Titel: Der Report der Magd Kostenlos Bücher Online Lesen
Autoren: Margaret Atwood
Vom Netzwerk:
ich sieben beisammenhabe. Aber was nützte es, ich verbüße keine Gefängnisstrafe, und es gibt hier keine Zeit, die ich absitzen könnte und dann hinter mir hätte. Außerdem brauche ich nur zu fragen, wenn ich wissen will, welcher Tag es ist. Gestern war der vierte Juli, früher der Unabhängigkeitstag, bevor sie ihn abgeschafft haben. Der erste September wird der Tag der Arbeit sein, den haben sie beibehalten. Obwohl er mit Müttern nie das geringste zu tun gehabt hat.
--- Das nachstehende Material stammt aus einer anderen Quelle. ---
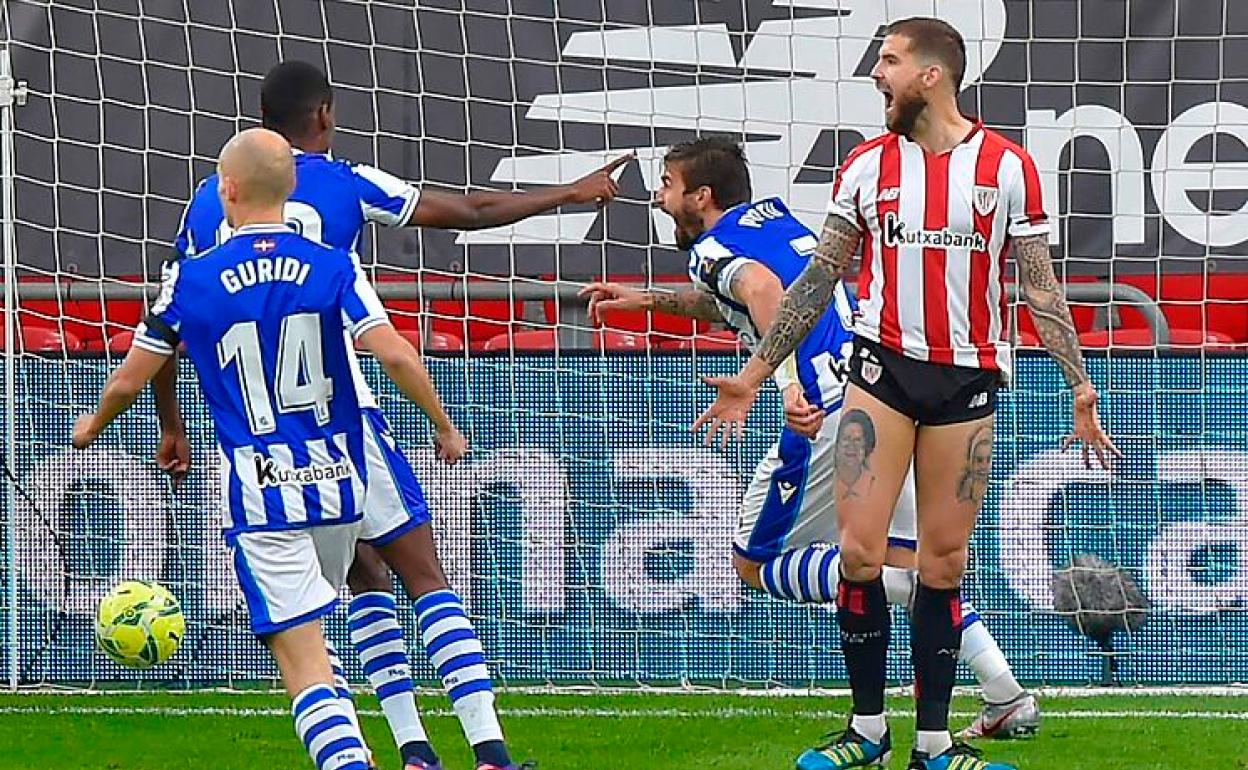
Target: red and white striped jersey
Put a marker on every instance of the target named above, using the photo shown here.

    Aber ich verfolge die Zeit mit Hilfe des Monds. Lunarzeit, nicht Solarzeit.
     
    Ich bücke mich, um meine roten Schuhe zu schließen; leichtere in dieser Zeit, mit diskret geschnittenen Schlitzen, doch nicht im entferntesten so gewagt wie Sandalen. Es strengt an, sich zu bücken; trotz der Gymnastikübungen spüre ich, wie mein Körper sich allmählich versteift, sich verweigert. Da ich eine Frau bin, habe ich mir so immer das Altsein vorgestellt. Ich merke, daß ich sogar so gehe: vornübergebeugt, die Wirbelsäule zu einem Fragezeichen verkrümmt, die Knochen ausgelaugt, ohne Kalzium, und porös wie Kalkstein. Wenn ich mir, als ich jünger war, das Alter vorstellte, dachte ich immer: Vielleicht lerne ich die Dinge mehr schätzen, wenn mir nicht mehr viel Zeit bleibt. Ich vergaß, den Verlust an Energie zu bedenken. Es gibt Tage, an denen ich die Dinge mehr zu schätzen weiß, Eier, Blumen, aber dann komme ich zu dem Schluß, daß ich nur unter einem Anfall von Sentimentalität leide, daß mein Gehirn allmählich pastellfarben wird, Technicolor, wie die Ansichtskarten mit den herrlichen Sonnenuntergängen, von denen in Kalifornien so viele gedruckt wurden. Hochglanzherzen. Die Gefahr liegt im grauen Einerlei.
     
    Ich hätte Luke gern hier, in diesem Schlafzimmer, während ich mich anziehe, damit ich mich mit ihm streiten könnte. Absurd, aber genau darauf habe ich Lust. Einen Streit darüber, wer das Geschirr in die Spülmaschine stellen soll, wer an der Reihe ist, die Wäsche zu sortieren, das Klo zu reinigen – irgend etwas Alltägliches und Unwichtiges im großen Plan der Dinge. Wir könnten uns sogar darüber streiten, was unwichtig und was wichtig ist. Was für ein Luxus! Nicht, daß wir uns viel gestritten hätten. Aber zur Zeit erfinde ich ganze Streitdialoge – und ebenso die Versöhnungen danach.
     
    Ich sitze auf meinem Stuhl, der Kranz an der Decke schwebt über meinem Kopf wie ein erstarrter Heiligenschein, eine Null. Ein Loch im Weltraum, wo ein Stern explodiert ist. Ein Ring auf dem Wasser, wo ein Stein hineingeworfen wurde. Alles weiß und rund. Ich warte darauf, daß der Tag sich entrollt, daß die Erde sich dreht, dem runden Zifferblatt der unerbittlichen Uhr entsprechend. Die geometrischen Tage, die immerfort im Kreis gehen, glatt und wie geölt. Bereits mit Schweiß auf der Oberlippe warte ich auf die Ankunft des unvermeidlichen Frühstückseis, das lauwarm sein wird wie das Zimmer, mit einem grünen Film um den Dotter, und leicht nach Schwefel schmecken wird.
     
    Heute, später, mit Desglen auf unserem Einkaufsgang:
    Wir gehen wie gewöhnlich zur Kirche und betrachten die Gräber. Dann zur Mauer. Nur zwei hängen heute dort: ein Katholik, aber kein Priester, mit einem auf den Kopf gestellten Kreuz gekennzeichnet, und jemand von einer anderen Sekte, die ich nicht kenne. Die Leiche ist nur mit einem J markiert, in Rot. Es bedeutet nicht Jude, denn Juden wären mit gelben Sternen gekennzeichnet. Ohnehin hat es nicht viele Juden gegeben. Sie wurden nämlich zu Söhnen Jakobs erklärt und damit zu etwas Besonderem, und sie hatten die Wahl: Sie konnten konvertieren oder nach Israel emigrieren. Viele von ihnen sind emigriert, wie man gern glauben wird. Ich habe im Fernsehen eine ganze Schiffsladung von ihnen gesehen: sie beugten sich über die Reling in ihren schwarzen Mänteln und Hüten und mit ihren langen Bärten und versuchten, so jüdisch wie möglich auszusehen – in Kleidern aus der Vergangenheit, die sie irgendwo hervorgeholt hatten, die Frauen mit Tüchern um den Kopf, lächelnd und winkend, wenn auch ein wenig steif, als stünden sie Modell; und ein anderes Bild von den reicheren, die anstanden, um ein Flugzeug zu erwischen. Desglen sagt, es seien auch etliche andere Leute auf diese Weise entkommen, indem sie vorgaben, daß sie Juden seien, aber leicht war das nicht, wegen der Tests, denen man sich unterziehen mußte, und inzwischen sind die Bedingungen noch verschärft.